Christians took the other option. For them, the crucifixion was not evidence of Jesus’ unwilling humiliation (humilitas) but proof that greatness can express itself in humility (humilitas), the noble choice to lower yourself for the sake of others.
This was a humility revolution. The highly honoured Jesus lowered himself to a shameful cross and, yet, in so doing became not an object of scorn but one of praise and emulation. Honour has been redefined – if the greatest man we have ever known chose to forgo his status for the good of others, reasoned the early Christians, greatness must consist in humble service. The shameful place is now a place of honour, the low point is the high point.

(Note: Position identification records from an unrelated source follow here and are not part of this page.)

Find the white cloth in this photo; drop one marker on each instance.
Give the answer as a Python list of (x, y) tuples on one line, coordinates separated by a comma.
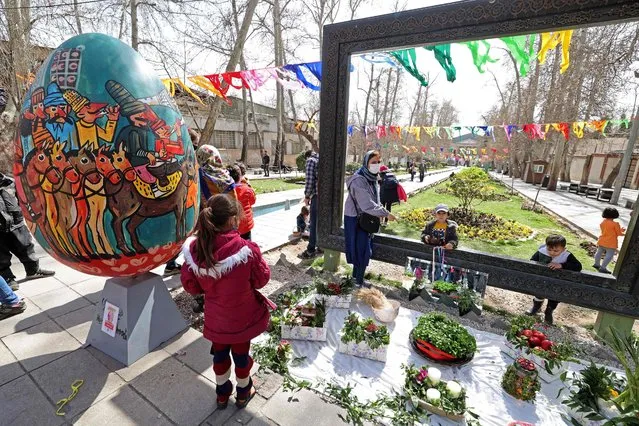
[(481, 377)]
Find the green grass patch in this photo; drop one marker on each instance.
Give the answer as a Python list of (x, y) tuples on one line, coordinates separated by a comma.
[(264, 186), (541, 223)]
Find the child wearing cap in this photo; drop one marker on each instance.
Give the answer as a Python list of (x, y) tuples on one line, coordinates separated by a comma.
[(555, 255), (441, 231)]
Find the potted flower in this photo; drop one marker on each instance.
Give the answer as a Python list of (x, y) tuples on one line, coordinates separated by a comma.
[(335, 294), (442, 339), (593, 392), (424, 385), (364, 338), (527, 337), (305, 322), (521, 380)]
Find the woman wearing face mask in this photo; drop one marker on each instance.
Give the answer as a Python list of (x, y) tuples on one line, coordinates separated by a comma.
[(363, 198)]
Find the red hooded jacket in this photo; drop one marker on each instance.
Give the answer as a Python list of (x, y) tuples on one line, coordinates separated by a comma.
[(234, 311)]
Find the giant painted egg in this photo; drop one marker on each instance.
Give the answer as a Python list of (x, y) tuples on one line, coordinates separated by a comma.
[(105, 169)]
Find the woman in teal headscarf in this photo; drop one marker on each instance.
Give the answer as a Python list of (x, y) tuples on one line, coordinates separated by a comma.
[(363, 197)]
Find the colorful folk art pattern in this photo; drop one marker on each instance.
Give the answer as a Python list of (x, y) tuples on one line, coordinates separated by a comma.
[(105, 168)]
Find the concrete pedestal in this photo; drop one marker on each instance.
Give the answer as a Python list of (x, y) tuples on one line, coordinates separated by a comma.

The Apostle Paul, in his famous “Christ Hymn”, summarised this:
Do nothing out of selfish ambition or vain conceit. Rather, in humility value others above yourselves, not looking to your own interests but each of you to the interests of the others. In your relationships with one another, have the same mindset as Christ Jesus: Who, being in very nature[a] God, did not consider equality with God something to be used to his own advantage; rather, he made himself nothing by taking the very nature of a servant, being made in human likeness. And being found in appearance as a man, he humbled himself by becoming obedient to death—even death on a cross! (Philippians 2:3-8).

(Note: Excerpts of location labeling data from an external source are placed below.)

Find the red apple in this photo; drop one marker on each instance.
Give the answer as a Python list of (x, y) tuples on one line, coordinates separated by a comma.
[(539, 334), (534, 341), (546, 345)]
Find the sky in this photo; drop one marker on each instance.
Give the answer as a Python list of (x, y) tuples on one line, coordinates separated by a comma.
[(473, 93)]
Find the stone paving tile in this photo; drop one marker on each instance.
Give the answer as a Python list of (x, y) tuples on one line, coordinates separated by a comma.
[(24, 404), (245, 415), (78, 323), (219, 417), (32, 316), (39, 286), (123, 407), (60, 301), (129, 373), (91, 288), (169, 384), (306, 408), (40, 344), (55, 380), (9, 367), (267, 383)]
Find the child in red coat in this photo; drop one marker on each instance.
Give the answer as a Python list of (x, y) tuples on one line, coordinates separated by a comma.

The point he makes is not that only Christians can be humble; rather, humility came to be valued in Western culture because of the upheaval of the honour-shame paradigm of the ancient world.
He writes that while we don’t need to follow Christ to appreciate humility or to be humble, it is unlikely that any of us would aspire to this virtue were it not for the historical impact of his crucifixion on art, literature, ethics, law and philosophy. Our culture remains cruciform long after it stopped being Christian.

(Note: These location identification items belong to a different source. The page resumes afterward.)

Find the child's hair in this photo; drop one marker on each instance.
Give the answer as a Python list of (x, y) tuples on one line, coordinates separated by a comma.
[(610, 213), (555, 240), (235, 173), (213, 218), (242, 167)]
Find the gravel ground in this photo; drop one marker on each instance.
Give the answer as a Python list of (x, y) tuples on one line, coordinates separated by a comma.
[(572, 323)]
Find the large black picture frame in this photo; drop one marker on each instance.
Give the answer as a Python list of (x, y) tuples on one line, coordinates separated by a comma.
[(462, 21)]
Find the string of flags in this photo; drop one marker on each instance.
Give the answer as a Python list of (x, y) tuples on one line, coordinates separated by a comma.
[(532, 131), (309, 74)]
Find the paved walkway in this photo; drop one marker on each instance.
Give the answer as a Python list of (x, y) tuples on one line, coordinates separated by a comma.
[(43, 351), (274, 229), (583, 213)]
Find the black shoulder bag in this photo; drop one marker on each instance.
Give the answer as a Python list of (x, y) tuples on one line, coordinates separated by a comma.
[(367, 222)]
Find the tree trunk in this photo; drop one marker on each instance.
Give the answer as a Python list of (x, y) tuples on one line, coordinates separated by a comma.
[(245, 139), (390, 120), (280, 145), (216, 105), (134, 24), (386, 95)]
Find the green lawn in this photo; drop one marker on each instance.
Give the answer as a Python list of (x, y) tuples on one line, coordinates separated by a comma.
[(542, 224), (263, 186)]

John Dickson does not encourage you to allow others to walk all over you, which would be ‘humiliation.’ Instead, he defines humility as opening yourself up to the vulnerability of being wrong, receiving correction and asking others how they think you could do better. Humility generates learning and growth.
He writes that that a healthy self-worth is rooted far more in service than achievement, far more in giving than taking. Achievement is a fragile basis for self-esteem.
Mistakes of execution are rarely as damaging to an organisation, as a refusal to concede mistakes, apologise and make good the issue “with generosity and haste.”
Few are considered more trustworthy than those who choose to use their power for the good of others.
Humility does not mean believing things any less; it means treating those who hold contrary beliefs with respect and friendship. This is an important distinction. The author advocates that we hold our convictions firmly but do so with a soft heart toward those who hold contrary convictions.
Applying Mrs Taylor’s excellent summary to Shore, it appears that humility is not self-abasement but consideration of others and a lack of baseless boasting. We need to teach our boys the skill of disagreeing well, which is far to be preferred to the current cancel culture which often applies in such situations.
In a changing society, which is awash with images and information, our School Council are considering how best to tell the Shore story in a manner which does not hide Shore away but which also lacks the self-aggrandisement that is often repugnant in our culture. There may well be a place for Shore declaring an authentic image of excellence, rather than leave negative views in our wider community unchallenged. Humility, as defined by Dr Dickson, is not hiding our light under a bushel, but being realistic about strengths which exist within our School, and declaring these with integrity in the context of a desire to serve our community.